Migrant children, irrespective of their legal status, are entitled to healthcare of the same standard provided to children in the resident population, as stated in the UN Convention on the Rights of the Child. It is imperative that the health sector includes informed health workers who are able to identify the health risks and needs of these children and provide culturally competent care. In order to achieve this and promote the rights of migrant children to optimal health and well-being, ISSOP recommends that:
:: Programmes and activities designed to promote and protect migrant child health and well-being must be designed in collaboration with all sectors involved, including the education and social sectors, and should always include the voices of migrant children and their families.
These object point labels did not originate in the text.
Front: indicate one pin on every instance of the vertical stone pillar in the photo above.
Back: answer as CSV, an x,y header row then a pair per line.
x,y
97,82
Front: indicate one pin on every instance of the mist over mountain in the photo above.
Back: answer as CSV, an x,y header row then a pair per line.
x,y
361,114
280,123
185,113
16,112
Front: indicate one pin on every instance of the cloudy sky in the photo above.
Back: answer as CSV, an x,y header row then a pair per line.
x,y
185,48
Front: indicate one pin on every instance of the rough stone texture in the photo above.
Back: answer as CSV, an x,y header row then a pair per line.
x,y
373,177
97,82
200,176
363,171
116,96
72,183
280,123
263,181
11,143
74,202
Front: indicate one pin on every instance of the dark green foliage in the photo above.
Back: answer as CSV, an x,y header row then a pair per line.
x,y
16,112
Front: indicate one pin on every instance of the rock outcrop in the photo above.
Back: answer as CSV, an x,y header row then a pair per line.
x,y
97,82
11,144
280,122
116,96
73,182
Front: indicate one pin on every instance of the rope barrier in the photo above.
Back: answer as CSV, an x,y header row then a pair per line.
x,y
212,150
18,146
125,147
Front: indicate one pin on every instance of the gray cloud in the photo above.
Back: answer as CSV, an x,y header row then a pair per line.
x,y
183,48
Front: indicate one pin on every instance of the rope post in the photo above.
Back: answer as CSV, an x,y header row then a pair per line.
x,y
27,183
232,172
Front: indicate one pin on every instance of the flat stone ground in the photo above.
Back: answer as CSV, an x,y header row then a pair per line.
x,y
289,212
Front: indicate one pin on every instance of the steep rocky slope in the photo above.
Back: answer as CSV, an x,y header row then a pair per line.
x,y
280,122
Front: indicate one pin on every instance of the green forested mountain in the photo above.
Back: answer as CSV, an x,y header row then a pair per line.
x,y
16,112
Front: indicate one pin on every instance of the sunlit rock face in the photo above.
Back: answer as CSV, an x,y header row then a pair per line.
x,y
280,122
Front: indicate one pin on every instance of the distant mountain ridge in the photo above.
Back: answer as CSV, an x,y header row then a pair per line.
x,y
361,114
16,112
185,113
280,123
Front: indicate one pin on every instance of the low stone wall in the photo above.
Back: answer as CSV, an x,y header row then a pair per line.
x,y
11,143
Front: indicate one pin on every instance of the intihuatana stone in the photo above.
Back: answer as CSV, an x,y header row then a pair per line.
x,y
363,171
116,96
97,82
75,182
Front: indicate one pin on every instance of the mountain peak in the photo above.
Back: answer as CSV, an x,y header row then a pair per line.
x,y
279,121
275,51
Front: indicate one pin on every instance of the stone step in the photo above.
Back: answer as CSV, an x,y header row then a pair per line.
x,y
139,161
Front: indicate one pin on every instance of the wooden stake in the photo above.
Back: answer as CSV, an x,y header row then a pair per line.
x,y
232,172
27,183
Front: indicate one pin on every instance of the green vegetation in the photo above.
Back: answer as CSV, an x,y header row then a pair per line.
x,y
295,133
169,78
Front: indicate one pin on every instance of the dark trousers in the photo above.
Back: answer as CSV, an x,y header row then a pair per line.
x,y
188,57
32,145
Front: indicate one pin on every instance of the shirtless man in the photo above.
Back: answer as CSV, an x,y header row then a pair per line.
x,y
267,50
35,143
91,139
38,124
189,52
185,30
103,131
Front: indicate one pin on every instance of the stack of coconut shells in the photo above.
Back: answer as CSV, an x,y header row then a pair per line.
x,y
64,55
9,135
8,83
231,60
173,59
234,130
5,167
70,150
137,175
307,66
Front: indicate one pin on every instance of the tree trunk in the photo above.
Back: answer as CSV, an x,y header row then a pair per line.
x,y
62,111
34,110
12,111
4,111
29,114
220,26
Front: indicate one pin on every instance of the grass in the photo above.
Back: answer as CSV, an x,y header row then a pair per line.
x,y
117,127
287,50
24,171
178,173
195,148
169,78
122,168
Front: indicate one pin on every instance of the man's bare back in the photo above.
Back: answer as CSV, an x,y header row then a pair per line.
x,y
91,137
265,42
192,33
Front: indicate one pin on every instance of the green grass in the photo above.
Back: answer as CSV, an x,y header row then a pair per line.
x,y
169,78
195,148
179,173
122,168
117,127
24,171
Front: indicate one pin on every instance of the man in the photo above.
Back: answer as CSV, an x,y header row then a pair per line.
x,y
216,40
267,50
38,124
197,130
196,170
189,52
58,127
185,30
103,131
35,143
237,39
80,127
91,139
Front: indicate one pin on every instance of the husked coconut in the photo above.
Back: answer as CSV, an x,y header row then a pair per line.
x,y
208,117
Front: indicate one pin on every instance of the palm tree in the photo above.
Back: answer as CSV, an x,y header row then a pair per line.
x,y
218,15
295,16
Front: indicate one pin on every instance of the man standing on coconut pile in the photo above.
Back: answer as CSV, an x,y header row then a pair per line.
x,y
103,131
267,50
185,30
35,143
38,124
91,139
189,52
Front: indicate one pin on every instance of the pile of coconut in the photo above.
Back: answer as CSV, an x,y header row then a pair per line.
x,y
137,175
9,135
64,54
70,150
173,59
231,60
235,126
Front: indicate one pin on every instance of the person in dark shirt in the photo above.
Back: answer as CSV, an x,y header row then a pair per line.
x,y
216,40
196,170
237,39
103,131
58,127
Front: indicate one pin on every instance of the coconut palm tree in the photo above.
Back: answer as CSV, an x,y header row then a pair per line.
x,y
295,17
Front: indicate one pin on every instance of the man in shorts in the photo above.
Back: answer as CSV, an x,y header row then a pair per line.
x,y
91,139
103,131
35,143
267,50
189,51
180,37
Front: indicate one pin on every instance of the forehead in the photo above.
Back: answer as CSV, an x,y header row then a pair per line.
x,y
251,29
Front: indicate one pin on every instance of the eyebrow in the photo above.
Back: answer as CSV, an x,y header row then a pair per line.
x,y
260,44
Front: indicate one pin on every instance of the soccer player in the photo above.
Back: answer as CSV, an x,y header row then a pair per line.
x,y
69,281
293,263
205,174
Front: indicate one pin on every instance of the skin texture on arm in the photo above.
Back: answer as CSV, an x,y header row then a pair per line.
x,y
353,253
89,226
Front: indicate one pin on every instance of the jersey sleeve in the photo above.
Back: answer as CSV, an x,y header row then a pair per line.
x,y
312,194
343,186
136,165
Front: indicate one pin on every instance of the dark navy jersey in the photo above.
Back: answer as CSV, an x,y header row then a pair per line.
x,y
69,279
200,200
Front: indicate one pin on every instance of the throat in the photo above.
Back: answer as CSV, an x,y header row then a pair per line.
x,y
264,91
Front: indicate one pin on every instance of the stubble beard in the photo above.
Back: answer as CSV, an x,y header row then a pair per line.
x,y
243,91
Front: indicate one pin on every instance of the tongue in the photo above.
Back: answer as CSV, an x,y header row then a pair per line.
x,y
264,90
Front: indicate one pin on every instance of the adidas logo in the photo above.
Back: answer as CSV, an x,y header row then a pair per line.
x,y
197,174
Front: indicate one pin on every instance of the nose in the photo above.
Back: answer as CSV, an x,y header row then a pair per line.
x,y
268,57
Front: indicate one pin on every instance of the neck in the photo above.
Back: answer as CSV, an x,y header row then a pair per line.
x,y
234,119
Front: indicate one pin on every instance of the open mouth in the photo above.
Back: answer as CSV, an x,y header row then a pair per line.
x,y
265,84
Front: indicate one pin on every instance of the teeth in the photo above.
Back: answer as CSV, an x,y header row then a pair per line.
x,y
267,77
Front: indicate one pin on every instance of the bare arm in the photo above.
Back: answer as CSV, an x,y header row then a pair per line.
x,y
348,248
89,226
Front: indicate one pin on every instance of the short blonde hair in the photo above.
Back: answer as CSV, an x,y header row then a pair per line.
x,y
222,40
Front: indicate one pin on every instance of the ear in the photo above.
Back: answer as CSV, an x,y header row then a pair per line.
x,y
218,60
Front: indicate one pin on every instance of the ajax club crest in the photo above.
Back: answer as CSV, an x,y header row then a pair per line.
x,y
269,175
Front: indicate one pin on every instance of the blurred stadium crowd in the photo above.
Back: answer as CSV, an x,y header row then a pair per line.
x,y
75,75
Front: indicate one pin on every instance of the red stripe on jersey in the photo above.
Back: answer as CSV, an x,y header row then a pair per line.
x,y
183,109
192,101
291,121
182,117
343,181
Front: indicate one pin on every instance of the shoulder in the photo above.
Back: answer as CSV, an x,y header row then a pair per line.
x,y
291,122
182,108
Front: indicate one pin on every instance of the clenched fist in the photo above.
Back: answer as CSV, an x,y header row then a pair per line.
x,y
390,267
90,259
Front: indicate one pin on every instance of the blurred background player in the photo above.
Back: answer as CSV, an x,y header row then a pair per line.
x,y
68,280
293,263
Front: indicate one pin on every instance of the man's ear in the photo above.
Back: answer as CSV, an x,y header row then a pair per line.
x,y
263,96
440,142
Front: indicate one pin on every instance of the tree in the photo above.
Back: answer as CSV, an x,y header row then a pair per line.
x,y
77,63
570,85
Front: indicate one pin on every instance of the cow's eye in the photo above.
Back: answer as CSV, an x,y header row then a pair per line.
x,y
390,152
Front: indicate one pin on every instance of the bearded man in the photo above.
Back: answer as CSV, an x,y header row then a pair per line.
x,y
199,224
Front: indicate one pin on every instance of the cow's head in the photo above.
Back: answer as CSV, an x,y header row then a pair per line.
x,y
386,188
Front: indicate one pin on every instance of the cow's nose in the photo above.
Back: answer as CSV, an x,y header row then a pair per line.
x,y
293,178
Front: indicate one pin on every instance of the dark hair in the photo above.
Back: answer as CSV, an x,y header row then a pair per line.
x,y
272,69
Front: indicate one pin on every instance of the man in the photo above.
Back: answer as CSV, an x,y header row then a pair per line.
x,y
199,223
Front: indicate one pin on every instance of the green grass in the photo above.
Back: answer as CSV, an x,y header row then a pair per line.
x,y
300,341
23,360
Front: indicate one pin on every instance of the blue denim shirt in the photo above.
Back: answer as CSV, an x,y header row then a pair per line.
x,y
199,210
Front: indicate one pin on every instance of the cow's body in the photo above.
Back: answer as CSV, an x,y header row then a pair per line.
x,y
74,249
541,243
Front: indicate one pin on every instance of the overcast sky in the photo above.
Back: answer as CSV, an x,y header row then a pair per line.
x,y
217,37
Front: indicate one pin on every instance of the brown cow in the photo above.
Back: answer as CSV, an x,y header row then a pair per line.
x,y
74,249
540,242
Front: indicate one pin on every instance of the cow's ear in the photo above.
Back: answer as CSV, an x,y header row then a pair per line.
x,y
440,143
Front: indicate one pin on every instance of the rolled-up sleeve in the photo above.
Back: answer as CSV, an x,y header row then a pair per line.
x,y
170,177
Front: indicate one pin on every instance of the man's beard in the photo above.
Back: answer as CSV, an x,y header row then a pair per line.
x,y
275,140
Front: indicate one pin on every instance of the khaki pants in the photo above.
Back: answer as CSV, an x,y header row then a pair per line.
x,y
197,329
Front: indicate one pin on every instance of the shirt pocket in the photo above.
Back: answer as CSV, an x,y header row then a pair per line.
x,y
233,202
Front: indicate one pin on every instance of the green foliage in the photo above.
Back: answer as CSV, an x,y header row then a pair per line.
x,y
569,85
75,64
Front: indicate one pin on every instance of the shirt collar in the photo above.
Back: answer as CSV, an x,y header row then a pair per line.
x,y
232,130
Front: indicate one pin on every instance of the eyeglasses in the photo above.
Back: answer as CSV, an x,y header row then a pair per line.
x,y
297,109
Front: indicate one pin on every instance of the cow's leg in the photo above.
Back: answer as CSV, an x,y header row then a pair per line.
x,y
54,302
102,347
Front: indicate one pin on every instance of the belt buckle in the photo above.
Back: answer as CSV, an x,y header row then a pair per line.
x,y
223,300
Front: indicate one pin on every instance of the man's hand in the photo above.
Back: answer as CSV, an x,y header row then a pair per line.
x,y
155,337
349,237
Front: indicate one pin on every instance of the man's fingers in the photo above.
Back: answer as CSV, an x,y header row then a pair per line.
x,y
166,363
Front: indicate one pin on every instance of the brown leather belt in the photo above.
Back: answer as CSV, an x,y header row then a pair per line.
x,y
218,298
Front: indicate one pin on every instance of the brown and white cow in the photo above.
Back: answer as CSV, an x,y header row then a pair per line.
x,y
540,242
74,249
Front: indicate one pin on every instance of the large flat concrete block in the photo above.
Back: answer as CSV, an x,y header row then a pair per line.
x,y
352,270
:: Health services should be readily available and easily accessible for preventive, maintenance, and curative care regardless of the child’s legal status. Care should be of the same standard as care provided to the local population.
:: Health information should be provided that is culturally sensitive and readily available in a language that migrant children and families can understand.
:: Medical interpreters and cultural mediators should be available during healthcare encounters, and personnel working with migrants should receive training in cultural competence.
:: Health professionals should not participate in age determination until methods with acceptable scientific and ethical standards have been developed.
:: Professionals working with migrant children and families should have access to emotional support services.
:: Evidence-based best practices in the care of migrant children should be identified and made widely available to health workers.
:: An observatory should be established to study the factors leading to poor psychosocial and mental health in migrant children and youth.
:: Paediatricians and paediatric societies should work to improve the sensitivity of their respective populations towards migrants, asylum seekers, and refugees.